Kalam Hussain, on behalf of Worcester Jalalabad Muslim Association, has put forward a proposal for retrospective planning permission for part of the mosque on the trading estate in Vincent Road to become a place of worship.

The main part of the building has the proper planning permission, but an adjoining unit, which Jalalabad Association also owns and has used as extra prayer space for the mosque since 2008, does not have the correct planning permission.

Worcester City Council had only originally notified other businesses on the industrial estate and not neighbouring homes about the proposals during public consultation. After it was made aware by the Worcester News that residents had missed out, the consultation has now been extended until April 22.
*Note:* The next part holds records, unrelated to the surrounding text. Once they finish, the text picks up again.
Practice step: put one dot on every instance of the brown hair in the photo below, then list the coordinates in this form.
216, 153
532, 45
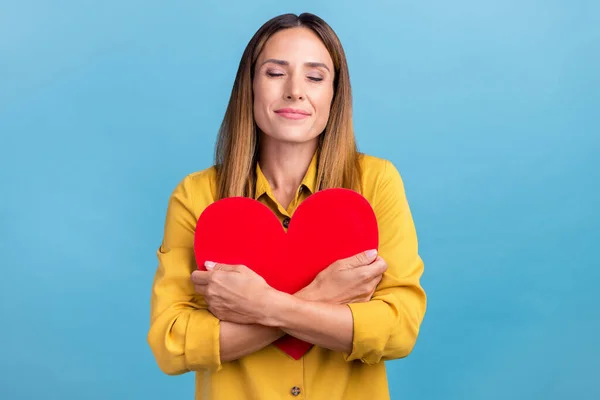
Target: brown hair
236, 152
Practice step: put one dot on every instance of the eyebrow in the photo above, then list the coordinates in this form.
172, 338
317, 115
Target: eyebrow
286, 63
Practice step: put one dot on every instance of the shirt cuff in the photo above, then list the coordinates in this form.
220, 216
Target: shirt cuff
372, 326
202, 341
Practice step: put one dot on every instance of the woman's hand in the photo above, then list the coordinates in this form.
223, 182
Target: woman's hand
350, 280
233, 293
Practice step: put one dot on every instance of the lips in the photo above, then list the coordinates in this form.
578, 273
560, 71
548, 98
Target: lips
292, 113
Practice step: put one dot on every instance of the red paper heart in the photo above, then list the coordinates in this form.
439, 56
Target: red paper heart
329, 225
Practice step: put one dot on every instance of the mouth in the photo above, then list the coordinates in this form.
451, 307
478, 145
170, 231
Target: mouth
292, 113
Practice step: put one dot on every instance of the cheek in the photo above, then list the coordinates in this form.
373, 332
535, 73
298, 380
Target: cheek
323, 104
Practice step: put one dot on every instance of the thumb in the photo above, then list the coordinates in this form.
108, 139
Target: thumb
213, 266
361, 259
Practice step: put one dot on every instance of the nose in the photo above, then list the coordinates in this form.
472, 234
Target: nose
294, 88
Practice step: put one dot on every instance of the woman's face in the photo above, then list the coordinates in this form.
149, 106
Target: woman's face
293, 86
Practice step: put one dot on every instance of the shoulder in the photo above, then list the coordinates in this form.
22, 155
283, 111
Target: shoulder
197, 189
378, 172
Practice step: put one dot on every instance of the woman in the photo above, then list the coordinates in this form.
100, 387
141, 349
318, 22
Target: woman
287, 133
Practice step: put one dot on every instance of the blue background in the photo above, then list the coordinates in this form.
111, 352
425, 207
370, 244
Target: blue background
490, 110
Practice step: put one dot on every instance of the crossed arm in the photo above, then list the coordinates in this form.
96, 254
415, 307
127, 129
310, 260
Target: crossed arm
253, 315
190, 330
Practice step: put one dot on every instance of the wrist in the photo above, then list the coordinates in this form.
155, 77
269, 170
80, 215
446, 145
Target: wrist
307, 293
281, 307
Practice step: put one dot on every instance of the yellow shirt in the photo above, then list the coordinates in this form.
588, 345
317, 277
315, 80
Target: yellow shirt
184, 335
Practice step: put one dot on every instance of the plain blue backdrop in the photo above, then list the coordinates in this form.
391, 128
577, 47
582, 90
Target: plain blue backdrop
489, 109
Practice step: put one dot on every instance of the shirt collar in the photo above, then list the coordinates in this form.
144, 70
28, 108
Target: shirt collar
309, 181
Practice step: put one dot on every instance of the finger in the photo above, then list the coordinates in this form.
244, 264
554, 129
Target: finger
212, 266
200, 277
360, 259
368, 272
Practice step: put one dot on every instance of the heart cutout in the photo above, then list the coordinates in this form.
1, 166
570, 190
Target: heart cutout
329, 225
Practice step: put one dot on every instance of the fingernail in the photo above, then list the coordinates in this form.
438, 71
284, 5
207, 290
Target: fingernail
209, 265
371, 253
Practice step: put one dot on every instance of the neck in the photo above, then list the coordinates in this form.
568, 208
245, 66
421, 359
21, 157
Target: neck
285, 164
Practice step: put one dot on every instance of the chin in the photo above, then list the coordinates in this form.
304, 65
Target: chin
291, 136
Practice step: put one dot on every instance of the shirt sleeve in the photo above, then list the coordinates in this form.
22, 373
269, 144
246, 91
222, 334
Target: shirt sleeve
183, 334
387, 327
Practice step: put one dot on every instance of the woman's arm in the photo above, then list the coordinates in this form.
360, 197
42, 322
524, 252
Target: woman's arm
317, 314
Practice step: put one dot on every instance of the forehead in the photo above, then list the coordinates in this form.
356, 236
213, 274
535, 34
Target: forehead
296, 45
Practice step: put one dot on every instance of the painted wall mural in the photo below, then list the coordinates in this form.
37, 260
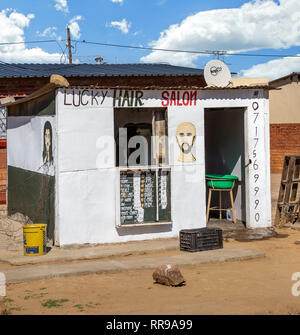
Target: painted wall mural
47, 149
185, 136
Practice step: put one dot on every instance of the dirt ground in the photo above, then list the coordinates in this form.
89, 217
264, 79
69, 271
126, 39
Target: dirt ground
262, 286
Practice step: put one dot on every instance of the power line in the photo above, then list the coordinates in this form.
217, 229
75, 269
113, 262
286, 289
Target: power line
28, 42
206, 52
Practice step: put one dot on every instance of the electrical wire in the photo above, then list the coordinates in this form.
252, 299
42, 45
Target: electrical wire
206, 52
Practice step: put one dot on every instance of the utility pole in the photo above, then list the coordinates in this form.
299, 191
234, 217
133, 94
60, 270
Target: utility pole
69, 45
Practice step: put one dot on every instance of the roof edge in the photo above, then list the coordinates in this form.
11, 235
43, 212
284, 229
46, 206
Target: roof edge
55, 81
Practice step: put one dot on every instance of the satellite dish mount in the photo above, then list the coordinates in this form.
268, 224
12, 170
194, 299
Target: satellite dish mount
216, 73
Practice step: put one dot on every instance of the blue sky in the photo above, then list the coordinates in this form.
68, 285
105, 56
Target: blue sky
241, 26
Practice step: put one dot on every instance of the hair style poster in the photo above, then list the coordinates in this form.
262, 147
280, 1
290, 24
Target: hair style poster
31, 143
47, 154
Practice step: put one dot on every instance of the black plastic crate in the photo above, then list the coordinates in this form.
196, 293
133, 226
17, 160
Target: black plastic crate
201, 239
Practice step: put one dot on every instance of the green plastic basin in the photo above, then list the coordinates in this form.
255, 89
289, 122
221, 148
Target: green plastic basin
223, 180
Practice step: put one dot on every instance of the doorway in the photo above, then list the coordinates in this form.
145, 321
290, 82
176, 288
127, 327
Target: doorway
225, 154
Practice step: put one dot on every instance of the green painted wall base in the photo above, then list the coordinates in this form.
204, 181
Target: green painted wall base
32, 194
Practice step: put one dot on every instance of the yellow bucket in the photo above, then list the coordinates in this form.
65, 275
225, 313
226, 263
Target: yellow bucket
35, 237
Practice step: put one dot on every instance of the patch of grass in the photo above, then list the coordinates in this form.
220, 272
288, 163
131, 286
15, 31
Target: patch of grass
9, 310
54, 303
35, 296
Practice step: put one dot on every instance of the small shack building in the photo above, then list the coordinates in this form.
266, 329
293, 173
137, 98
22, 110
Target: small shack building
115, 164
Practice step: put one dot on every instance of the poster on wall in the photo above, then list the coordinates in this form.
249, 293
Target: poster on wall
31, 143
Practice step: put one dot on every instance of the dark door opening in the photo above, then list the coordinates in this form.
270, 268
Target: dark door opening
225, 154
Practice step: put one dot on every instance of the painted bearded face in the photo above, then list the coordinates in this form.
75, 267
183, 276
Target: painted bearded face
185, 135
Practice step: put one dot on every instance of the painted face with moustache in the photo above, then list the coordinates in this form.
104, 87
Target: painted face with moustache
185, 135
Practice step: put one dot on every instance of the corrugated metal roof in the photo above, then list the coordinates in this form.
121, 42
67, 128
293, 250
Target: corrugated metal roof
89, 70
198, 88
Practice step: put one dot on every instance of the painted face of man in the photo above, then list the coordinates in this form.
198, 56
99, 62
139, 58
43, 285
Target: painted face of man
185, 135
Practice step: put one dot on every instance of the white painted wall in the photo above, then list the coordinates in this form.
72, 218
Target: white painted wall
87, 179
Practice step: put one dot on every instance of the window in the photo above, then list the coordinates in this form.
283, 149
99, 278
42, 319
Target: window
142, 158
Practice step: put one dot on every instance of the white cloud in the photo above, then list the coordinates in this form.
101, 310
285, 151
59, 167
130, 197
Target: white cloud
62, 6
12, 25
273, 69
257, 24
123, 25
50, 31
74, 26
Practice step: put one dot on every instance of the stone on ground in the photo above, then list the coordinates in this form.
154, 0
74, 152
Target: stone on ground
169, 275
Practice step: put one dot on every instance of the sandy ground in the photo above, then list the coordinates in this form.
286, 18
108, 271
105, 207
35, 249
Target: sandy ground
261, 286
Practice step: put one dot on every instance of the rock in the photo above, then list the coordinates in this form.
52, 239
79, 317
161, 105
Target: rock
169, 275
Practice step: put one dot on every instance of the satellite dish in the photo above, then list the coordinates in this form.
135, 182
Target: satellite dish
216, 73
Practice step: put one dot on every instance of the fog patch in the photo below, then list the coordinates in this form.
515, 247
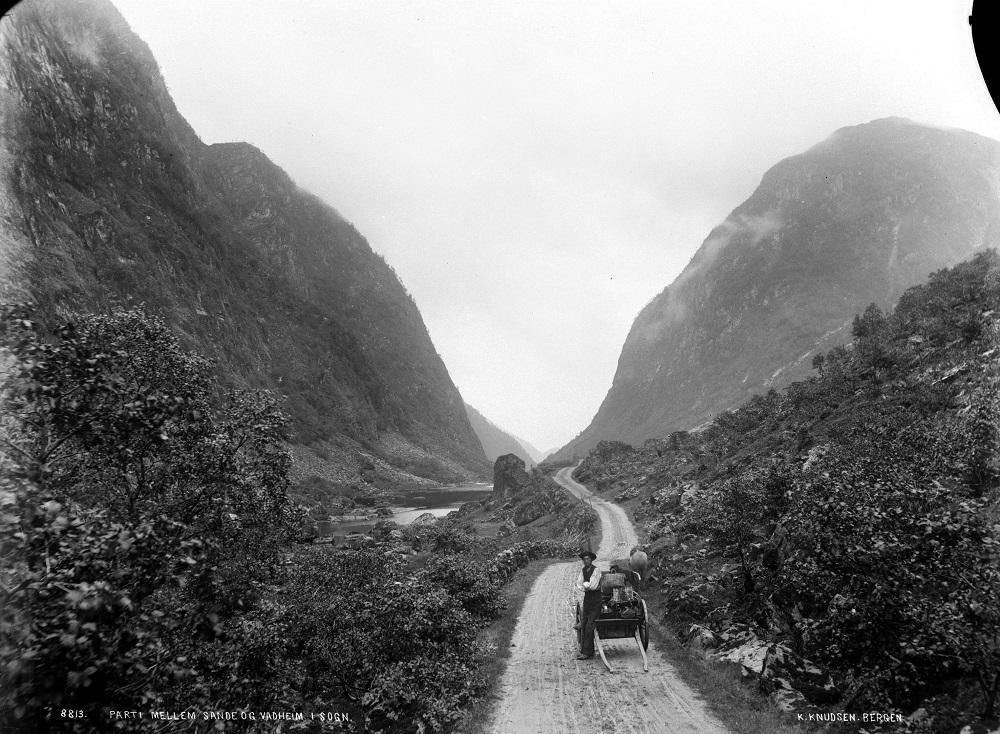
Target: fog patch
746, 230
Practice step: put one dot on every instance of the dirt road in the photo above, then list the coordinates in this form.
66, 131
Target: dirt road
546, 691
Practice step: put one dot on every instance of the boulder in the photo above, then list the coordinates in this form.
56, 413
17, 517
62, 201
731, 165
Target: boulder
791, 702
740, 646
782, 669
702, 637
467, 508
532, 508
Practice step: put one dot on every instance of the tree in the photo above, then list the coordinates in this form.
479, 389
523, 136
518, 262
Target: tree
141, 514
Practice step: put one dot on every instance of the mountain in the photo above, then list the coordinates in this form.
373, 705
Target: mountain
854, 220
536, 454
496, 441
108, 197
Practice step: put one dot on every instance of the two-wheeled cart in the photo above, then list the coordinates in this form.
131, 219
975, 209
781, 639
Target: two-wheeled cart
623, 615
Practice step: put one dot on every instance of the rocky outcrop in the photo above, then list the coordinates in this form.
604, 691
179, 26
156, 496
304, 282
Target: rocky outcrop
783, 670
854, 220
509, 478
108, 197
496, 441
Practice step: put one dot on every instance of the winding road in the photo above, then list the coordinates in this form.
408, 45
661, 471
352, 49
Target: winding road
545, 690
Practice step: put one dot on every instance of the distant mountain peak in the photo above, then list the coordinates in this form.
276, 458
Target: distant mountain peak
853, 220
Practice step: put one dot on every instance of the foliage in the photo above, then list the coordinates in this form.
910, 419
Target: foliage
863, 502
142, 515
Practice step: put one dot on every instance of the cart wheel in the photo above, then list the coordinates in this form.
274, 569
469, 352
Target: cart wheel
644, 629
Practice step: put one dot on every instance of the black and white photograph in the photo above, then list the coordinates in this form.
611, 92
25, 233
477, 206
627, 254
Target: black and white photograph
499, 367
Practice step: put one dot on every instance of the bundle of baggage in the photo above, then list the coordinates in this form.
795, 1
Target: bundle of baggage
618, 595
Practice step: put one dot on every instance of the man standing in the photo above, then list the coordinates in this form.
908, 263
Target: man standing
590, 581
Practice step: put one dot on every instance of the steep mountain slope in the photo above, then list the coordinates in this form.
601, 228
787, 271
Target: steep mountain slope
854, 220
496, 441
108, 196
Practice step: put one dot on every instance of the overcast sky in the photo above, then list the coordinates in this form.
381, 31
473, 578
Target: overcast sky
536, 172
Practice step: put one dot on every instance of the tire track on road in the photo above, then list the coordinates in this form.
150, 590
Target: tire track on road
545, 690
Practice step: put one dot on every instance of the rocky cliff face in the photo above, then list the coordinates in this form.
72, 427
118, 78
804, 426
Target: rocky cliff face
107, 196
496, 441
854, 220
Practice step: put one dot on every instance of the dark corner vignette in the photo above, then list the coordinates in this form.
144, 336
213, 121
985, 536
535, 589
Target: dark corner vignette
984, 37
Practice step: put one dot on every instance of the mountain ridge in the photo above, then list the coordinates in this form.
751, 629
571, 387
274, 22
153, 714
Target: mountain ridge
855, 219
498, 442
109, 197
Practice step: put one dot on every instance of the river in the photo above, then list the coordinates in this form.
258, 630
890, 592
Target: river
438, 501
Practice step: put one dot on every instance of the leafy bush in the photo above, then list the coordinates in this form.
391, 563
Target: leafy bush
142, 516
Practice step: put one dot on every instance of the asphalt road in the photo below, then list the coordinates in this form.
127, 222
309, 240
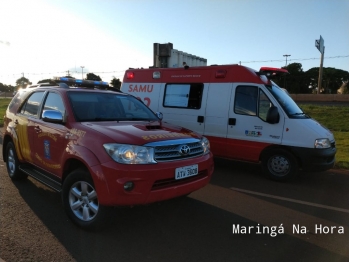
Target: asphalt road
200, 227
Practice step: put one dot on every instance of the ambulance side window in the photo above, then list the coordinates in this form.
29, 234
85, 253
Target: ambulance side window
246, 100
183, 95
263, 105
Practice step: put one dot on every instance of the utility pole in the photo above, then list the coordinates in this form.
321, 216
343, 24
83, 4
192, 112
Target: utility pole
285, 75
82, 72
320, 45
286, 58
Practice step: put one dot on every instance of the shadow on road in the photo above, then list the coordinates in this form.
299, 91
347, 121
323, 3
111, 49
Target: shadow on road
182, 229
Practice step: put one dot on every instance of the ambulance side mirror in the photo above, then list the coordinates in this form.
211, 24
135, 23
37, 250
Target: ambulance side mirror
273, 116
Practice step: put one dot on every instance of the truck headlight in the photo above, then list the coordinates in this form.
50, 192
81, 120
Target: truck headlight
322, 143
130, 154
205, 145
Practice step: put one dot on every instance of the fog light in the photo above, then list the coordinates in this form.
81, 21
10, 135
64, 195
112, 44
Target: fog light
128, 186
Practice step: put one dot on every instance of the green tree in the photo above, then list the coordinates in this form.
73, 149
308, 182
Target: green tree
22, 82
115, 83
332, 79
92, 76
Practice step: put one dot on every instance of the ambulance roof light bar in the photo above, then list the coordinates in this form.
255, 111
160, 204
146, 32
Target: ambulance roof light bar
271, 71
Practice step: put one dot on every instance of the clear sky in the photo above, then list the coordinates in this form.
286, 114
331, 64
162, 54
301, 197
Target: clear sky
46, 38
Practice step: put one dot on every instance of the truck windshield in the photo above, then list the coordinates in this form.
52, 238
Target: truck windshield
286, 102
98, 106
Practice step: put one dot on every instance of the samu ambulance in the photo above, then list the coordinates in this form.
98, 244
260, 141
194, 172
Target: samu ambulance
244, 114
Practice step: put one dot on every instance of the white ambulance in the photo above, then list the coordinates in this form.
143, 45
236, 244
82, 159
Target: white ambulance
244, 114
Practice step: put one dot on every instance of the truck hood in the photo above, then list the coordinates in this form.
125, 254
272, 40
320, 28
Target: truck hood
140, 133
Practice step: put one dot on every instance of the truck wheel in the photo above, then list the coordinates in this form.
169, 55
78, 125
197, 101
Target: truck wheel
279, 164
12, 163
80, 201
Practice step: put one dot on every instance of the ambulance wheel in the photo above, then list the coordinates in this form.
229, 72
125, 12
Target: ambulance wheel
12, 163
80, 201
279, 164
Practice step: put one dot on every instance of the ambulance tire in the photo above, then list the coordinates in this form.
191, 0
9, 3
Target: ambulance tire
81, 203
279, 164
12, 163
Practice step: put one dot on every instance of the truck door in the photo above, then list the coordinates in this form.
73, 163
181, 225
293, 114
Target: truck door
25, 127
183, 104
49, 138
217, 107
248, 132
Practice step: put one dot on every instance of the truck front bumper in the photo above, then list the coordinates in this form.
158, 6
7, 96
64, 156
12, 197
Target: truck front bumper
152, 183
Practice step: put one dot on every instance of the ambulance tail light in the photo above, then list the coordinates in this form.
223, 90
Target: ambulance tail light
221, 73
156, 75
130, 75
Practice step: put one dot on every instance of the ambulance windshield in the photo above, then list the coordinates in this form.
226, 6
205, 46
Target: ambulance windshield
286, 102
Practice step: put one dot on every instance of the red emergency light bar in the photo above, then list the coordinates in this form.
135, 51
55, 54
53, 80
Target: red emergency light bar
130, 75
271, 71
221, 73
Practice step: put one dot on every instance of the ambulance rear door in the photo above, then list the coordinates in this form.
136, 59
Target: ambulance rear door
216, 119
248, 131
183, 104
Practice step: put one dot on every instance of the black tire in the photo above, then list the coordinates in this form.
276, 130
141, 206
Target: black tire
12, 163
81, 203
279, 164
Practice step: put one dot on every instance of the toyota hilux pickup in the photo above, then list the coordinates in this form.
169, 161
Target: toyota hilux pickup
100, 149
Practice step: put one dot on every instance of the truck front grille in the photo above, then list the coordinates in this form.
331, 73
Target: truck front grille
173, 152
179, 149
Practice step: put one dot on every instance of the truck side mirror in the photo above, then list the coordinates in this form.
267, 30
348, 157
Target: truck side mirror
273, 116
159, 115
52, 116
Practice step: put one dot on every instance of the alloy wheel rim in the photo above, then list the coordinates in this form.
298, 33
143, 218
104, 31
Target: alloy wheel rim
83, 201
279, 165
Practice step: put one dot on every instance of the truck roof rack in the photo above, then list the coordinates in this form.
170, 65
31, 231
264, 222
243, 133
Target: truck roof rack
70, 82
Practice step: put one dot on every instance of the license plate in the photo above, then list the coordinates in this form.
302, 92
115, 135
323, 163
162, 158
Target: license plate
186, 171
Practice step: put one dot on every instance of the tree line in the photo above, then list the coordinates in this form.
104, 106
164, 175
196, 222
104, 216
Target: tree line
297, 82
300, 82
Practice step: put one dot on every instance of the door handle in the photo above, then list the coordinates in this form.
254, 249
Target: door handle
232, 121
201, 119
37, 129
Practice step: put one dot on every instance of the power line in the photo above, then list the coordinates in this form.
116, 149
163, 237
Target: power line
122, 71
295, 59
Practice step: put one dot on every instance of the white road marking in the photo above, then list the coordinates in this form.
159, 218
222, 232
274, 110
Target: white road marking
290, 200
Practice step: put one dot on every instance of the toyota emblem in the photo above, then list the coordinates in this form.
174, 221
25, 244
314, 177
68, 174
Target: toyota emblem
184, 150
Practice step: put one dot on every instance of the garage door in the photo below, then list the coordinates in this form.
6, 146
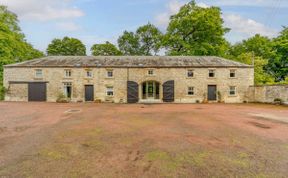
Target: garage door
37, 92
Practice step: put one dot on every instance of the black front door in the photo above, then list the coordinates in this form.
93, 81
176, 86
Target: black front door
89, 93
132, 92
36, 91
212, 92
168, 91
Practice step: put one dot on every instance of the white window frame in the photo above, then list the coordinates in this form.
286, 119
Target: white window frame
188, 72
232, 71
87, 73
109, 91
192, 90
233, 90
67, 71
38, 75
110, 71
214, 72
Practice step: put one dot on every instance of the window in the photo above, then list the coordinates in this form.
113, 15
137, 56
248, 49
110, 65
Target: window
211, 73
232, 73
232, 91
68, 89
109, 91
110, 73
89, 73
190, 73
38, 73
68, 73
150, 72
190, 91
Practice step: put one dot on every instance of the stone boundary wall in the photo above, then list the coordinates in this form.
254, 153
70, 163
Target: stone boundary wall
268, 93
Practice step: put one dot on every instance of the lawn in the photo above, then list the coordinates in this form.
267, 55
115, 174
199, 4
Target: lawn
165, 140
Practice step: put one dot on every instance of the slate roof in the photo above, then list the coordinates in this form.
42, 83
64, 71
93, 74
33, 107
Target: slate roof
130, 62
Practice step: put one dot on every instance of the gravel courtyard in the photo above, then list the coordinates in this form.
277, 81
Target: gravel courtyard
164, 140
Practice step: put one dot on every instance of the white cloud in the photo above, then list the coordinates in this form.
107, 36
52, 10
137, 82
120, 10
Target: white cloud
43, 10
68, 26
248, 27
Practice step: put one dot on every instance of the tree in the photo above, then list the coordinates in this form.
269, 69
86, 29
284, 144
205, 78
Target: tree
259, 45
278, 64
146, 41
196, 31
260, 75
66, 47
129, 44
13, 46
150, 39
106, 49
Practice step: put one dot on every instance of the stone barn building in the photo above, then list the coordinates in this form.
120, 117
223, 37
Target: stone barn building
129, 79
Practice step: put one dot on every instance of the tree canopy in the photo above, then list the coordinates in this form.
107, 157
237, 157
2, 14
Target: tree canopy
196, 30
13, 46
66, 47
107, 49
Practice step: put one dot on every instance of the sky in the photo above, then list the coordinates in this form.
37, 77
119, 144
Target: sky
97, 21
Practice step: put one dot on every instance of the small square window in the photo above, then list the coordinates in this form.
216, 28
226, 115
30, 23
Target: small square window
68, 73
190, 91
89, 74
109, 91
232, 73
150, 72
190, 73
232, 91
110, 73
38, 73
211, 73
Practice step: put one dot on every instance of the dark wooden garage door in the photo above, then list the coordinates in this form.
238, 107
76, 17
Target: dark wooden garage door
168, 91
36, 91
89, 93
132, 92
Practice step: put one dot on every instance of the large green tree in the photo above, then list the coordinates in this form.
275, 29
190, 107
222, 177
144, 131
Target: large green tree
278, 64
259, 45
146, 41
196, 30
13, 46
150, 39
129, 44
106, 49
66, 47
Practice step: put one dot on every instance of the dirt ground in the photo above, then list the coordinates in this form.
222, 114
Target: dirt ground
164, 140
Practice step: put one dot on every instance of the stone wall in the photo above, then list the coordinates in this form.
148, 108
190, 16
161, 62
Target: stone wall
267, 94
200, 81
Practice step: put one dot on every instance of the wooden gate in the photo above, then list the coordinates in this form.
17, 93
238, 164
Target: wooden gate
168, 91
132, 92
37, 91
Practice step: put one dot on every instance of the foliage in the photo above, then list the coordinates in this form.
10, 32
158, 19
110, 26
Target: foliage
150, 39
145, 41
106, 49
278, 65
259, 45
66, 47
129, 44
13, 46
196, 31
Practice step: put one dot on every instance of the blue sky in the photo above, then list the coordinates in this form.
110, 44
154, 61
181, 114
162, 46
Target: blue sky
97, 21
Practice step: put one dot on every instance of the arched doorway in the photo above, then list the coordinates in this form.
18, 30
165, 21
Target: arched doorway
150, 90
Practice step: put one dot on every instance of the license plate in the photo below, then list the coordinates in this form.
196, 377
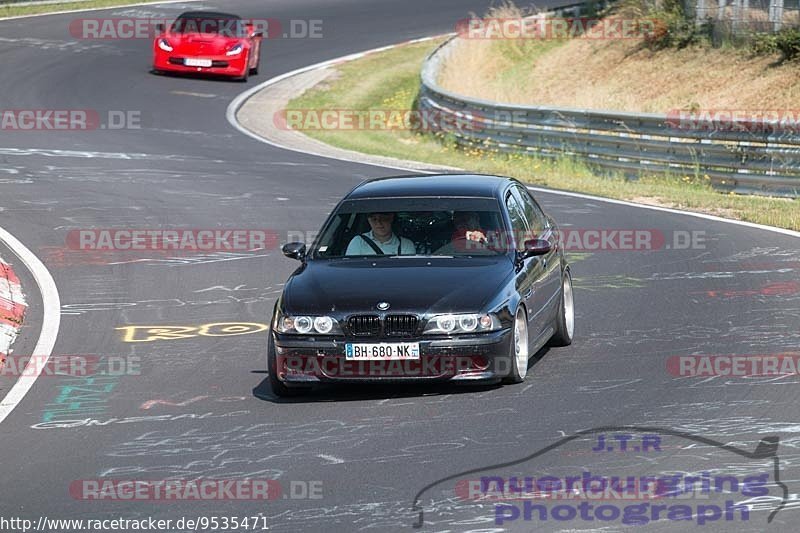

Objector Jon Jones of Cecil Road said the main entrance for the unit is on the corner of his street and Vincent Road and complained his neighbours had not been included in the public consultation.

Mr Jones said parking in the area was a “nightmare” – particularly every Friday – due to the lack of proper parking. Mr Jones said there were not enough parking spaces to serve the number of people attending services. He said double parking had caused a situation where emergency services could not get down the street causing an “unacceptable” risk for residents.

Around 50 worshippers on average use the mosque for prayers throughout the day, according to Jalalabad Association, five per cent of whom arrive by car and use up the mosque’s seven parking spaces on the industrial estate. Prayers take place between 4am and 5pm every day.

The association said Friday afternoon prayers are busier and attracts around 70 worshippers.

An objection letter from Dynamometer World, which works from two neighbouring units in Three Springs Trading Estate, said access to the estate was secured and gated every evening and patrolled by security guards and allowing the retrospective change of use would make the trading estate unsecure.

The objection said allowing the application would “seriously injure the amenity of adjoining business units... the trading estate and its security” and allowing extra cars and people during funerals would damage existing businesses on a busy trading estate.

A landmark new mosque is set to be built in Stanley Road – less than a third of a mile from the mosque off Vincent Road.